Thursday 9 February 2012

This is what happens when you're busy making other plans

While I've been angsting my pants over GCSEs, IGCSEs, diplomas and all that other academic stuff, this is what the kids have been up to. It always seems to happen like this, there I am panicking, and there they are oblivious, happily educating themselves with minimal intervention from me...


The first stages of an igloo (using an ice cream tub as a mould for the bricks)

snowball

Ice Man
Spanish number dominoes (free printout from Enchantedlearning.com)

'Down to Earth Geography'

Playing 'maths man'  http://primarygames.com/math/mathman/start.htm


visiting the exhibition on refugees at the Town Hall

Preparing an 'African Feast' with friends
Fried plantain chips
Exotic fruit salad (first time my kids have eaten pomegranate)
 
making date chewies
stage 2 (after cooking). Then rolled into balls and dipped in icing sugar (see below).

Papaya stir fried rice

Back to the stone circle (with the bear hat that is now - sob - lost)

Just as cold as last time we visited!











Sunday 5 February 2012

And breathe out...

My muddle is over.

Well. Not entirely. But I do find that information is a great soother of worries. I like to know the options and feel now that there are options.

For the past week I've been researching the various opportunities that *might* be available to ds1 as and when he is ready.

The prospect of vocational qualifications has been turned bosoms-up this week by Michael Gove. Basically many level 2 vocational qualifications (usually 14-16 years) will now no longer count towards schools' league tables. So even if the colleges choose to offer the courses, in practice the courses probably wont run. As a local college contact told me 'It's unlikely schools will release their level 2 pupils to do something that wont count in the school's league table'. Sigh.

But all is not lost. There will still be options of some sort. And ones that will be open to home ed kids (even if I have to wrestle with the LA for the funding). And even if it means ds1 ends up doing level 1 'mucking about in farm fields for morons' courses. In fact he was quite attracted to the idea. (perhaps I should encourage him to set his sights a little higher?)

It looks like GCSEs will be changing over the next few years, so they will be less likely to have continuous assessment elements. For home ed kids this means they will be easier to take as external candidates (currently the only options for home ed kids are IGCSEs  or the very few GCSEs without coursework elements).

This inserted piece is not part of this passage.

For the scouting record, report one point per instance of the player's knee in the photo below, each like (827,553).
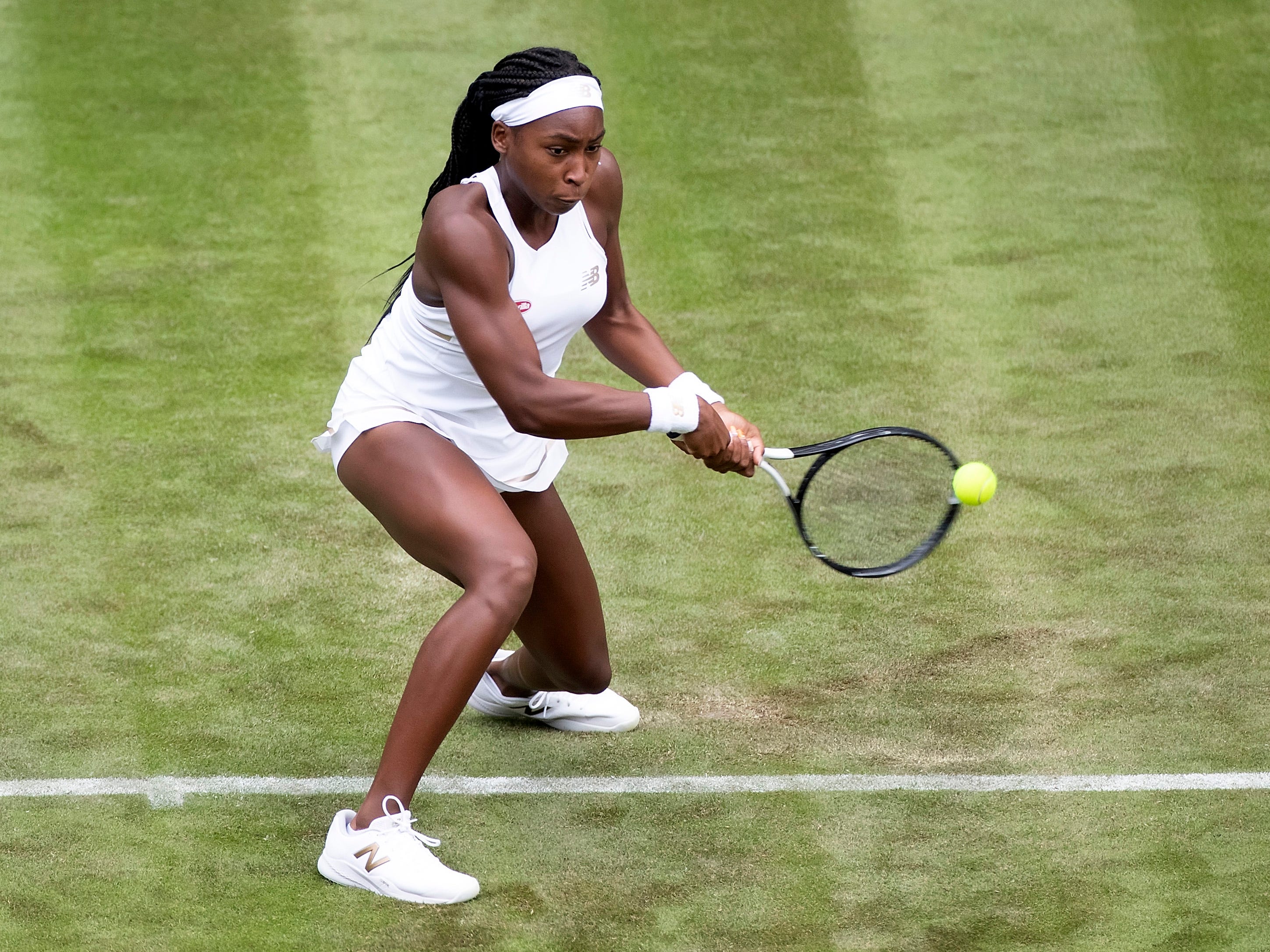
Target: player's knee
(507,577)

Funny how all this stuff is so straightforward if you have a kid in school. All you have to do is choose what GCSEs to do and everything else gets sorted for you. If you're home edded, you have to first find an exam centre that will take you as a private candidate (at a cost of anything from £60 to £180). Then you have to find qualifications that don't require coursework (usually IGCSEs, but these are often considered more difficult for the student than GCSEs). The choice can be limited and you may not be able to do the ones you want to do. Then you have to find out what exam board you want to use and check that the exam centre will allow you to use that board. Then you have to buy the course books for the right exam board (and no, there's no funding available for that, either). Then you have to help your child study the course, even if you know nothing about the subject. You will also need to find and download past papers, deduce the best exam technique and schedule all of the work in, so you have time to work through the content before the exam. Then have to make sure you book the exam centre in time. And then the child has to take the exam.

But I digress.

Ds1 and I have discussed all this and come to an agreement that the priority is to spend the next year getting his English up to a level whereby he can have the choices other children have age 14 or 15. Whether this means GCSEs or IGCSEs or vocational courses or no courses, the choice will be his. But he will be able to have a choice.

Ditto with the maths. He agrees that now is a good time to fill in the gaps. He wants to have options. He wants to be free to choose what he wants to do when the time is right. And without adequate literacy and numeracy the options are going to be limited.

It's going to take a little time to catch up on the kind of things school kids have had drilled into them on a daily basis for years, but progress on Maths Mammoth and Galore Park English is already good. I'm glad we've left it until now to work on the 'boring' stuff - you know the sort of thing: answering questions in full sentences, remembering to number your answers, showing your workings. God knows we could have sucked the soul out of our home ed by tackling this dry stuff all the way through, but instead, we can cover them quickly at this age.

Also we can discuss openly and honestly why these are the necessary 'hoops' to jump in academia (and why these skills are mostly irrelevant in the working world).

A lovely home ed friend who has been through similar issues with her child said to me last week:

'Don't worry what other people say. You know your child better than anyone. Just trust your instinct.'

These were the words I so needed to hear right now.